C’était le métier de ses rêves et il l’exerce depuis 8 ans déjà. À 34 ans, Karma Yonten illustre à merveille le bonheur et l’énergie positive du peuple bhoutanais. Comme il le dit lui-même, il est « trashman » et fier de l’être, car il estime jouer un rôle vital pour la communauté. Il a créé la toute première entreprise de tri et de recyclage des déchets dans le pays du bonheur brut national : Greener Way. Rencontre.
Au Pays Bhoutan, le fameux pays du bonheur national brut, la préservation de l’environnement est au cœur de la vie. C’est un des facteurs clés de cet indice unique au monde créé par le petit royaume himalayen. La conservation de l’environnement, dit la bible du GNH (Gross National Happiness) « est considérée comme une contribution essentielle au bonheur parce qu’en plus de fournir des services essentiels tels que l’eau et l’énergie, l’environnement contribue à stimuler l’esthétique et d’autres formes de guérison directement aux personnes qui apprécient les couleurs vives et la lumière, l’air pur et le silence de la nature ».
Il ne faut pas voyager bien longtemps en Asie pour malheureusement constater les dégâts visibles de la pollution. Peut-être à l’exception du Japon, la gestion des déchets et la conscience populaire sont bien loin de ce que l’on observer en Europe qui, paradoxalement, exporte largement ses propres déchets en Asie. Ceci étant, découvrir le Bhoutan, c’est s’émerveiller d’une toute autre réalité, le pays faisant figure d’oasis en la matière, d’une propreté à faire pâlir les régions himalayennes voisines et les deux géants chinois et indiens à quelques centaines de kilomètres.
Le Bhoutan, très peu peuplé, gérait jusqu’ici essentiellement des déchets organiques faciles à recycler.
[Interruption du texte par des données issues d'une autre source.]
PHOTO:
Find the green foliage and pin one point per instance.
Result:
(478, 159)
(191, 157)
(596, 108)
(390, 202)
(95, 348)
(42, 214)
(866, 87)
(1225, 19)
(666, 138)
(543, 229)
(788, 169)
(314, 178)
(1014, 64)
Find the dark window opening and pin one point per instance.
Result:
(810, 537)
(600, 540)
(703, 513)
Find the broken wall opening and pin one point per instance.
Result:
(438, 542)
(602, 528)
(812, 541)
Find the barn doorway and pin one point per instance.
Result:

Mais Karma Yonten s’inquiétait d’un changement majeur et relativement récent : « Aujourd’hui, avec le développement et l’importation grandissante de produits, les déchets plastiques sont de plus en plus nombreux et leur trouver une 2e vie est essentiel ». Ceci réclamait une stratégie ambitieuse, bien plus durable et saine que les politiques classiques d’enfouissement des déchets effectuées par le gouvernement. Le recyclage était, il y a peu, inconnu au Bhoutan, Karma Yonten l’a popularisé.
Karma nous accueille fièrement dans le nouveau hangar qu’il est en train d’aménager avec ses hommes en gigantesque centre de tri et de recyclage. Une première au Bhoutan. Il est loin le temps où il débutait avec quelques équipements basiques et un mini-van. Avec l’aide des autorités et de la fondation Loden qui aide les jeunes à se lancer, Karma a investi et laisser libre cours à ses talents d’entrepreneur vert. Aujourd’hui, son projet est florissant, Greener Way travaille dans plusieurs régions du pays et a redonné vie à des milliers de tonnes de déchets au Bhoutan.
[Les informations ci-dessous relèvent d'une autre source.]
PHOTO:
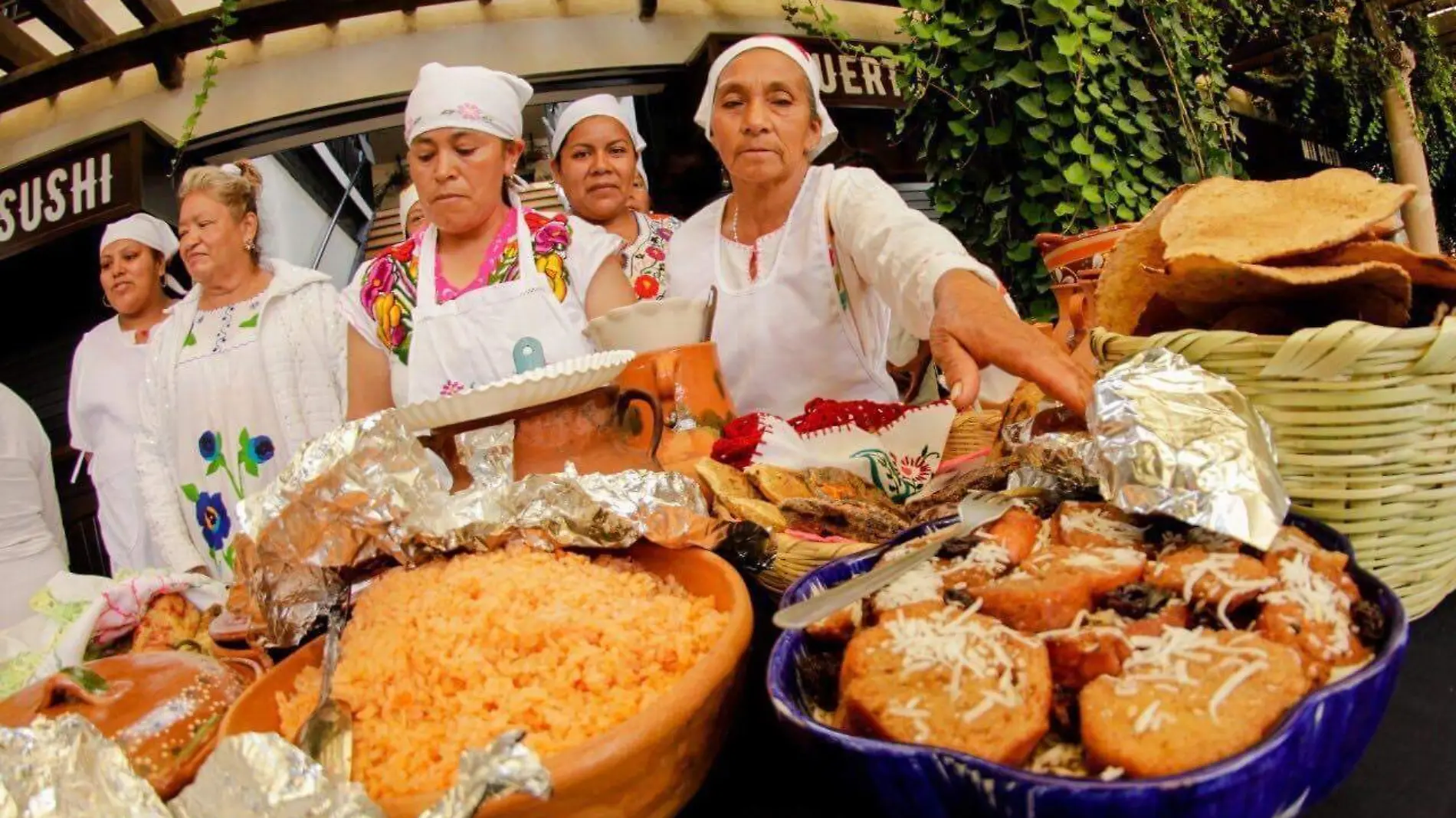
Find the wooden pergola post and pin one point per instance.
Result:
(1408, 158)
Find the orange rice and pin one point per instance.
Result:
(453, 654)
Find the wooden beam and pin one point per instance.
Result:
(18, 48)
(182, 35)
(72, 21)
(152, 12)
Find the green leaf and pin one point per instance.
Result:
(1031, 105)
(1025, 74)
(1021, 252)
(1008, 40)
(89, 680)
(999, 134)
(996, 194)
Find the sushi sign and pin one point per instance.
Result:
(90, 182)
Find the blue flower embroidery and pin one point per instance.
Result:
(212, 515)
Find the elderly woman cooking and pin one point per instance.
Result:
(812, 263)
(488, 289)
(596, 158)
(107, 375)
(245, 371)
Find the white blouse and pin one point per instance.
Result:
(894, 250)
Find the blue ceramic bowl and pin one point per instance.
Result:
(1312, 750)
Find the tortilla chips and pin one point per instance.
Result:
(1268, 257)
(1257, 221)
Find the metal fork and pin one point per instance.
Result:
(973, 512)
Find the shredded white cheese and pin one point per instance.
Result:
(1320, 600)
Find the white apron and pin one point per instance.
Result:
(786, 338)
(491, 332)
(103, 417)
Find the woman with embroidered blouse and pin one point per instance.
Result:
(245, 371)
(597, 158)
(488, 289)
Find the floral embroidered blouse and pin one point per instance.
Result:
(645, 260)
(380, 300)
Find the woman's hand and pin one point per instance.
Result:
(973, 328)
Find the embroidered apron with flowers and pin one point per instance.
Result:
(786, 338)
(491, 332)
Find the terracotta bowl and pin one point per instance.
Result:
(645, 767)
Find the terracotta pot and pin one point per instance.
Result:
(595, 431)
(689, 384)
(1075, 263)
(645, 767)
(142, 699)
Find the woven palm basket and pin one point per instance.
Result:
(1365, 424)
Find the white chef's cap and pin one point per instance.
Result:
(145, 229)
(408, 198)
(585, 108)
(469, 98)
(788, 48)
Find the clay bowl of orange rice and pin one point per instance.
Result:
(624, 672)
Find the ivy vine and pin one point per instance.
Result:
(223, 18)
(1048, 116)
(1063, 116)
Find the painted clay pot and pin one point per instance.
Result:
(163, 708)
(595, 431)
(687, 383)
(645, 767)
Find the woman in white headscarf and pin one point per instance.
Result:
(812, 263)
(596, 158)
(488, 289)
(107, 375)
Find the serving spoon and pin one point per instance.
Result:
(328, 734)
(975, 511)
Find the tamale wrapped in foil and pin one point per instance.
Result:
(67, 769)
(503, 767)
(261, 774)
(1174, 438)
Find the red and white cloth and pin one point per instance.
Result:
(894, 447)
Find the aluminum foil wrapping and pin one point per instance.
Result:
(503, 767)
(261, 774)
(1174, 438)
(569, 510)
(67, 769)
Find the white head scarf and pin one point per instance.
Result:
(788, 48)
(598, 105)
(471, 98)
(147, 231)
(408, 198)
(143, 229)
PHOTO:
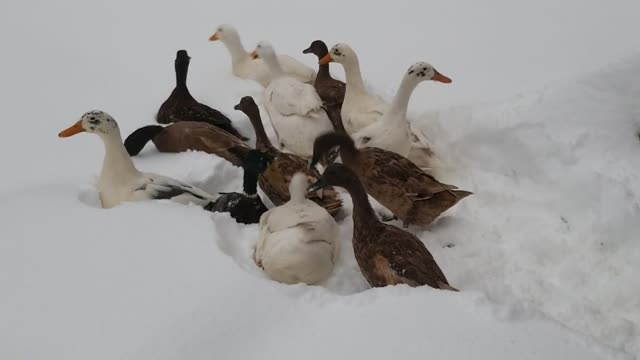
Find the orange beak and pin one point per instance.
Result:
(441, 78)
(325, 60)
(72, 130)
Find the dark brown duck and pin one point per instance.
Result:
(385, 254)
(412, 195)
(181, 106)
(331, 91)
(274, 181)
(189, 135)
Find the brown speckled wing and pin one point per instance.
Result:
(409, 258)
(275, 180)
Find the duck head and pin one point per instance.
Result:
(224, 33)
(256, 161)
(422, 71)
(97, 122)
(248, 106)
(318, 48)
(263, 50)
(325, 142)
(340, 53)
(335, 175)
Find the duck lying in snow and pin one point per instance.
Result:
(412, 195)
(181, 106)
(294, 107)
(297, 239)
(189, 135)
(275, 180)
(330, 90)
(385, 254)
(246, 67)
(246, 207)
(119, 179)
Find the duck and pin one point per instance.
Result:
(298, 239)
(360, 108)
(246, 67)
(385, 254)
(119, 179)
(413, 196)
(330, 90)
(392, 131)
(276, 179)
(181, 106)
(189, 135)
(295, 108)
(245, 207)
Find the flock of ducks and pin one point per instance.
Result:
(362, 143)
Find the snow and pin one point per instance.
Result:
(540, 122)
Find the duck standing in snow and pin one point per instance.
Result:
(361, 109)
(246, 67)
(294, 107)
(275, 180)
(385, 254)
(297, 241)
(189, 135)
(181, 106)
(330, 90)
(392, 130)
(119, 179)
(412, 195)
(245, 207)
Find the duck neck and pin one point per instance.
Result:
(250, 182)
(363, 214)
(237, 51)
(323, 72)
(262, 140)
(274, 65)
(400, 101)
(355, 85)
(181, 77)
(117, 165)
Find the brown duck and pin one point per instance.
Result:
(331, 91)
(181, 106)
(409, 193)
(189, 135)
(385, 254)
(274, 181)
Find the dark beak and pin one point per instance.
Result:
(320, 184)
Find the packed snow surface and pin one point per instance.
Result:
(541, 122)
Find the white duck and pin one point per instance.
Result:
(294, 107)
(245, 67)
(297, 239)
(119, 179)
(359, 109)
(392, 131)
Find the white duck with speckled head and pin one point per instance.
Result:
(119, 179)
(295, 108)
(392, 131)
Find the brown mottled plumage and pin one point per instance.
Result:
(331, 91)
(385, 254)
(181, 106)
(189, 135)
(274, 181)
(412, 195)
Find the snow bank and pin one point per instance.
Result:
(545, 251)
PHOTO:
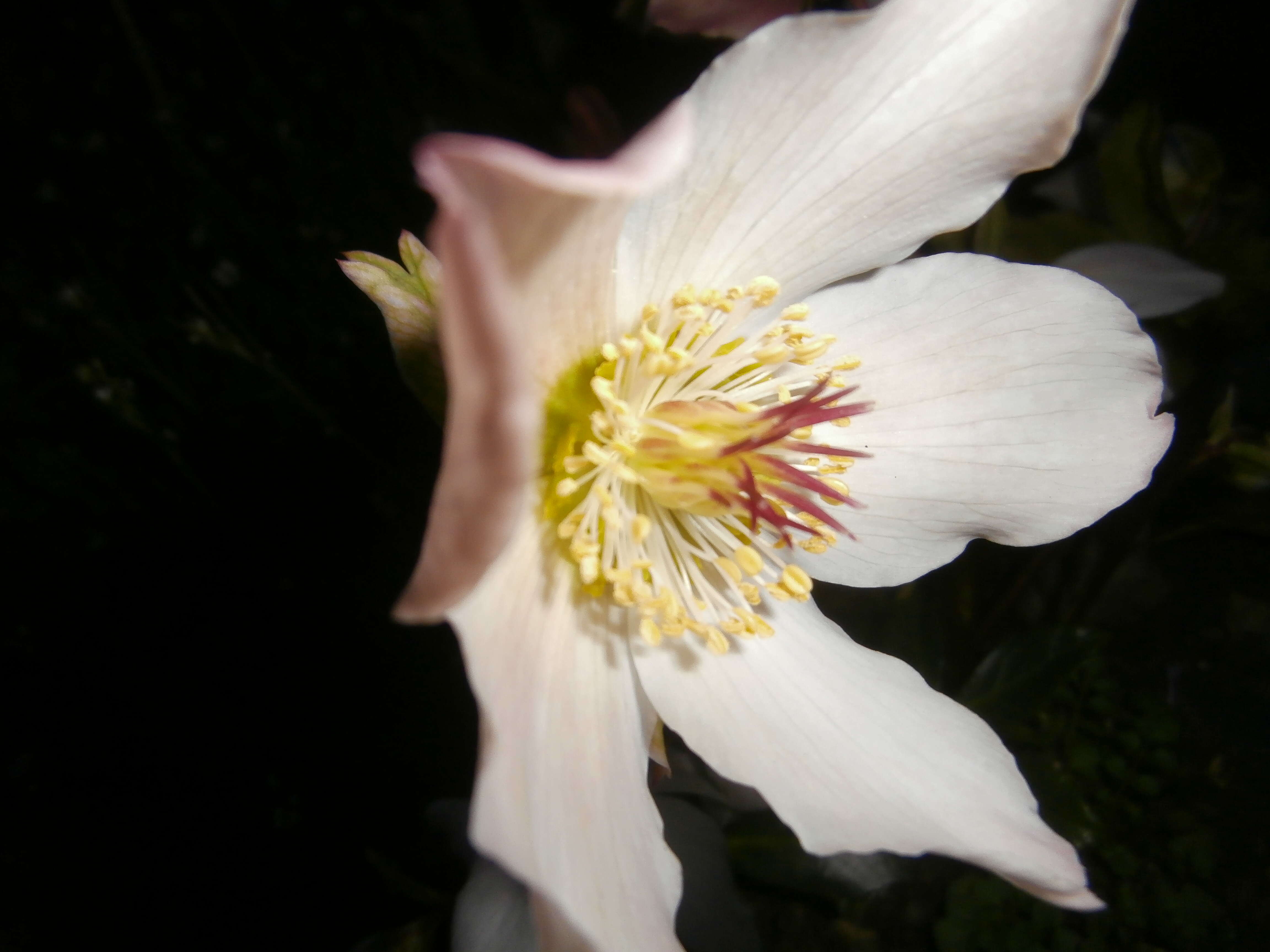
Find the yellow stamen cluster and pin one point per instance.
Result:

Karma Yonten est aujourd’hui heureux du chemin parcouru, des récompenses comme « le Global Entrepreneurial Award » reçu à Londres en 2015 et fier aussi d’activer plus de 70 personnes dans ce projet. « Je suis sans doute l’homme le plus heureux du Bhoutan » dit-il, non sans humour, en se félicitant du travail d’éducation accompli pour son pays : « Je suis tellement heureux d’inspirer d’autres jeunes dans d’autres régions, ils viennent ici, on leur donne des conseils et du soutien pour faire la même chose que moi ! ». Un pouvoir d’inspiration d’autant plus important que le chômage des jeunes (7,3% de chômage chez les jeunes) est un problème récent et grandissant au Bhoutan.
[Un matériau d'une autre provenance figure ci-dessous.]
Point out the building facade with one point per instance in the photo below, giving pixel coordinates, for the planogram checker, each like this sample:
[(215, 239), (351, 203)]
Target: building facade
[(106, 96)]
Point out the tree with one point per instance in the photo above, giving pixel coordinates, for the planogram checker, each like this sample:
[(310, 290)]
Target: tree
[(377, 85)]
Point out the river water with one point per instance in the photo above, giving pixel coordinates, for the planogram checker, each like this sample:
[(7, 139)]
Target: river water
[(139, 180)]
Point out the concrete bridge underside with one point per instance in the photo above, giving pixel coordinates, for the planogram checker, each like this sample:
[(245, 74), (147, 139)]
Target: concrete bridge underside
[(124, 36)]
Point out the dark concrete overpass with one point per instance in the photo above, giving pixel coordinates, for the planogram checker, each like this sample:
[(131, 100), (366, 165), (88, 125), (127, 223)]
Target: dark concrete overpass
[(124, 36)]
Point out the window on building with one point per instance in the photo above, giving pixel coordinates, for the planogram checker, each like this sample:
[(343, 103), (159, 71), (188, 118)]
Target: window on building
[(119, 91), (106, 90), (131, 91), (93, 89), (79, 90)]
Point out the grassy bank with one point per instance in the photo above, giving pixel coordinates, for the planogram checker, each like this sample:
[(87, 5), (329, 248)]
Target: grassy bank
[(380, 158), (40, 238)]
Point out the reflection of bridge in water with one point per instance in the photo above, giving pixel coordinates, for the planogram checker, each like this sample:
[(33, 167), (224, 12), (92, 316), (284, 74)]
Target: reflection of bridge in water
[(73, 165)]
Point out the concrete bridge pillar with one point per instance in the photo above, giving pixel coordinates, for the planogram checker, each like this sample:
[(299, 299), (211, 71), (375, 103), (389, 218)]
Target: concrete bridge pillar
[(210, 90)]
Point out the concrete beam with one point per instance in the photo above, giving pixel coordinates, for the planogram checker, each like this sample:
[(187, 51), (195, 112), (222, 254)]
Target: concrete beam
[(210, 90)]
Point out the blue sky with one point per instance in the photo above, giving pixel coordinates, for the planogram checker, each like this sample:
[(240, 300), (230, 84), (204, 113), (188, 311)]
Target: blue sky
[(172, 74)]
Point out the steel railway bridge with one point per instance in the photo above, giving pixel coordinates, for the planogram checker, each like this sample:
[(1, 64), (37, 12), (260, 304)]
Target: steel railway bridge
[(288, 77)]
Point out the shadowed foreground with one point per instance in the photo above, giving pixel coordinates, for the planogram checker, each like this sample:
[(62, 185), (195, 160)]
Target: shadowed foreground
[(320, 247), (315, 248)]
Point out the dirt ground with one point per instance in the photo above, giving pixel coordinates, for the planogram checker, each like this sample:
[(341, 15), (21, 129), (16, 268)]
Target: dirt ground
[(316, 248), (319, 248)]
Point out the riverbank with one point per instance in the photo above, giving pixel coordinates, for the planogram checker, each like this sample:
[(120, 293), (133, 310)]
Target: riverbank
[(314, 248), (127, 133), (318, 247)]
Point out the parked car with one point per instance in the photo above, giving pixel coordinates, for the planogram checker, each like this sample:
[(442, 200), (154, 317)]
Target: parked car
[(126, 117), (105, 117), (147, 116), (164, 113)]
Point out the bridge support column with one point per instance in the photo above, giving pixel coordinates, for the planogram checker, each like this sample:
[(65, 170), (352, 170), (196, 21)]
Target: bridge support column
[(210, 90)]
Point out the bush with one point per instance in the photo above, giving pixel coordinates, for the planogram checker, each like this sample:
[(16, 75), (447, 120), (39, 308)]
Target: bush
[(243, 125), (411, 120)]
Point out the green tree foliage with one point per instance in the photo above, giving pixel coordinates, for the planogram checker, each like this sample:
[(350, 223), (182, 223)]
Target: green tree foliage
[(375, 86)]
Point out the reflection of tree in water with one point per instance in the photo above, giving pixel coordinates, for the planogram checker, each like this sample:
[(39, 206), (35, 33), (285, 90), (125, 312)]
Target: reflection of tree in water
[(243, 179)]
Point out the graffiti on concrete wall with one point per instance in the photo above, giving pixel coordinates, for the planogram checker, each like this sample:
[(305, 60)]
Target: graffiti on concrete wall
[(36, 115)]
À sa manière, Karma Yonten est heureux de contribuer au bonheur national brut si cher aux Bhoutanais. Lui qui a beaucoup voyagé, notamment en Europe, il reste convaincu que le modèle de développement « slow » de son pays est la bonne voie à suivre : « Le GNH est notre philosophie de développement, on veut être sûr que le développement soit respectueux des gens et de la nature. On a beaucoup évolué en 20 ans et notre approche old fashion est la meilleure façon de faire. La révolution industrielle a fait tant de dégâts dans vos pays, nous sommes sur la bonne route et on est convaincu que notre futur est prometteur. » Pour lui, sans aucun doute, il faut éviter de reproduire les erreurs de l’occident.
Vivre de sa passion, donner un sens à sa vie en « enrichissant » son pays, développer un projet vert qui redistribue des « dividendes sociaux » au Bhoutan, c’est le rêve éveillé et inspirant de Karma Yonten !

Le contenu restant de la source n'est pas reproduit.